On Bill Maher’s Club Random podcast, Kenny Chesney admits that with age, he’s become a lot less like the beach‑ball‑tossing stadium act from decades and more like a veteran pro breaking down how he keeps the wheels on. The Grammy Award-winning songwriter admits that his hillbilly rock‑star phase had finally reached its expiration date—and his body that first began circling it.
“I remember waking up one day, I was 40‑something, and I went, ‘OK, you acting the way you’re acting out here is not why you wanted to do this,’ that’s when I kind of started to change a little bit,” he says.
The shift in how he approached showtime became a survival tactic for the 58-year-old artist. “When you’re older, you have to be [clear about what you put into your body], so I can do that, continue to do it.”
The appearance on the popular Bill Maher podcast coincides with his second residency at Las Vegas’ Sphere, which kicked off on June 20 with a special appearance by Eric Church.

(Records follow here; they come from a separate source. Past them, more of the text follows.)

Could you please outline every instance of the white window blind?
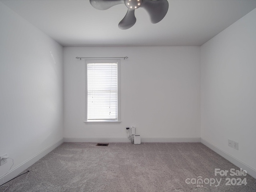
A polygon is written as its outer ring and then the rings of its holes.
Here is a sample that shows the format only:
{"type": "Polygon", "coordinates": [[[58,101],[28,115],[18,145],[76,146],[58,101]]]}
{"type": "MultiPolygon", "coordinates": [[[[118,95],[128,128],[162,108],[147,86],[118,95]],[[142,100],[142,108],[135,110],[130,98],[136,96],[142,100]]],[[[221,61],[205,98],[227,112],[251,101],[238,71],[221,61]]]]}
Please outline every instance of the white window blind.
{"type": "Polygon", "coordinates": [[[87,63],[88,120],[118,120],[118,64],[87,63]]]}

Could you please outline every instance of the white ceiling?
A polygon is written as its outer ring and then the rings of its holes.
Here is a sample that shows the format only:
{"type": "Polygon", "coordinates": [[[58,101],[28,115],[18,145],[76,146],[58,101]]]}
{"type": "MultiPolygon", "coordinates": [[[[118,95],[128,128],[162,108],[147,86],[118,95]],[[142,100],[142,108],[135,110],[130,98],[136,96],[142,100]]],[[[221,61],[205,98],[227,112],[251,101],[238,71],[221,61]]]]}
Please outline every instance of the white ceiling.
{"type": "Polygon", "coordinates": [[[135,24],[122,30],[124,4],[99,10],[89,0],[0,0],[63,46],[200,46],[256,8],[256,0],[168,1],[160,22],[139,8],[135,24]]]}

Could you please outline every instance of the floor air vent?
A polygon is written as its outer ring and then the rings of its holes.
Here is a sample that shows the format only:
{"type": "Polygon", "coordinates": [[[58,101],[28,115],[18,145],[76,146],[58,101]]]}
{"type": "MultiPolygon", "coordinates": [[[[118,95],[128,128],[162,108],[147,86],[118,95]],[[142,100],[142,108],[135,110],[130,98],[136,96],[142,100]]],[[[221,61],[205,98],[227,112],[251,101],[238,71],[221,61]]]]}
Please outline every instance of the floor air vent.
{"type": "Polygon", "coordinates": [[[108,146],[109,144],[109,143],[97,143],[96,146],[108,146]]]}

Chesney’s vowed to lean into the venue’s immersive power—and its physical demands. Hitting the stage with “Here And Now” before ripping straight into his hits “Livin’ In Fast Forward,” “Young,” “Beer In Mexico,” “Keg In The Closet,” and “’Til It’s Gone,” he turned the four‑tiered, 366‑foot‑tall room into a full‑body experience for nearly 17,000 diehards.
“Sphere lets you really consider the tempos, lets you take liberties and risks, and it creates an intimacy that lets you really pull people to you,” he said after the show. That intimacy came with carefully programmed peaks: a slow‑burning, black‑and‑white “Come Over,” the vortex of “Noise,” and a neon‑mermaid aquarium for “All The Pretty Girls,” plus the joy‑of‑living sweep of new single “Carry On.”
On Club Random, Chesney admits he quit drinking onstage after recognizing the “fun” was undercutting performance. “I used to drink on stage, but I don’t do that… I always thought it gave me some sort of something, or I was having more fun, but then I realized that was just… that was it.”
He recalls an incident in which he was using weed gummies to sleep—and screwing up the dosage. “I do like a weed gummy every now and then,” he says. “Then I had to learn dosing because I didn’t know, all of a sudden I lost my motor skills.”
He admits that the old helped feed his creativity, until it became too much of a mental trap. “It’s really bad when you think you’re in a groove, but you’re really in a rut.”
Now, the groove is cleaner. He sleeps better on the bus, guards what goes into his body, and builds shows that feel like endurance events for both artist and audience.
“I can be their hero for two hours. This is what they wanted me to do, and I did it—I didn’t f**k it up.”